The motif of the letter is a shotgun blast of objections, the big list technique, which gives the impression that there are insurmountable objections. These objections are compiled by individuals too intellectually lazy (my words) to examine the many existing faithful explanations, and who are clearly also too intellectually lazy to investigate to defenders’ explanations. If the defenders ever answer “I don’t know,” the attacker can declare victory.

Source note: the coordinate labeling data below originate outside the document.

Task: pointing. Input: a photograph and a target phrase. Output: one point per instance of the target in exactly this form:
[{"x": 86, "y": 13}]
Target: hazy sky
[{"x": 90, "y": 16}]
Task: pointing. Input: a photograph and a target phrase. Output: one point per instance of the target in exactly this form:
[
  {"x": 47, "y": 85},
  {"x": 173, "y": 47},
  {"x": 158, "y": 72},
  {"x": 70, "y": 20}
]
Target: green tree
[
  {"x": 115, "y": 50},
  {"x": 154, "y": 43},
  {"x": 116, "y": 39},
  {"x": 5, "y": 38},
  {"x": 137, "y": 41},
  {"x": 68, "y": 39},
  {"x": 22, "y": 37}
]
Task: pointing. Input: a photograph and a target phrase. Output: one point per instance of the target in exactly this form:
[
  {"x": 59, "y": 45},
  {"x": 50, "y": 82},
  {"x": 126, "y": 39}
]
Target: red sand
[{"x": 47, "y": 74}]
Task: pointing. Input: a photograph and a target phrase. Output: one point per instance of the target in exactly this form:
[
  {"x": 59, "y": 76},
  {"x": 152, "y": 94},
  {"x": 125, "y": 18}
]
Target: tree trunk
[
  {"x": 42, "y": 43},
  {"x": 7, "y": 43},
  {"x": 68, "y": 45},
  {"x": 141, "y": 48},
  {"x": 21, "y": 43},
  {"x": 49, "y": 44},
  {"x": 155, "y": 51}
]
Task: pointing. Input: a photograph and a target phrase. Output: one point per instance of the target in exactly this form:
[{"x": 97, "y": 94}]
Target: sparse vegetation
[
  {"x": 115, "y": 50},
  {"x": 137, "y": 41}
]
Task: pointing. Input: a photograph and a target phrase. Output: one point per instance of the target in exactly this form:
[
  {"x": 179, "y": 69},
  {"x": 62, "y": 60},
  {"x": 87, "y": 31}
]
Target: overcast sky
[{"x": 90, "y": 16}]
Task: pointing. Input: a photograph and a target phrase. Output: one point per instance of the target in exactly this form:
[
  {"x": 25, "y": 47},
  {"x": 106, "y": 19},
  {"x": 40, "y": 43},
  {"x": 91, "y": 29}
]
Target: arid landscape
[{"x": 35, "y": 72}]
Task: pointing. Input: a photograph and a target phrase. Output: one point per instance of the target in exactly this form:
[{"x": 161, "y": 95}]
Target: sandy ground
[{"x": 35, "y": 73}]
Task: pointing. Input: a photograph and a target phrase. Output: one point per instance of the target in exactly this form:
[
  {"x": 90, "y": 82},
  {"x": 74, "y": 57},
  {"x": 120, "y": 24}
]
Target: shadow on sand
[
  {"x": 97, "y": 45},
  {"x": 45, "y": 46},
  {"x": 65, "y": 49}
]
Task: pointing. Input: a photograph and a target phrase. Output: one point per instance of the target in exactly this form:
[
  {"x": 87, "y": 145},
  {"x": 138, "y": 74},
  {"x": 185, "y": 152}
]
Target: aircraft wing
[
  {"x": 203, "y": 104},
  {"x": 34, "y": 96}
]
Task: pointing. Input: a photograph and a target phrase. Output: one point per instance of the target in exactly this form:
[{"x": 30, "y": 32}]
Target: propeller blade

It is a painfully familiar technique.

[Updated based on kinglamoni’s comment objecting to my use of the term “lazy.” When people fling objections to which there are valid responses and when these accusers don’t give any indication that they’ve bothered to research the matter, and then go about promoting their views aggressively, then I’ll amend my “lazy” to intellectually lazy, or intellectually dishonest. And anyone who swallows these objections whole without considering the data is likewise intellectually lazy. By the way, I went and invited Jeremy Runnells to read and consider the information I was writing in my Faithful Joseph series a few months ago, and he never bothered responding. So I have my own reasons for thinking he is unwilling to consider information that might challenge his new-found fame.]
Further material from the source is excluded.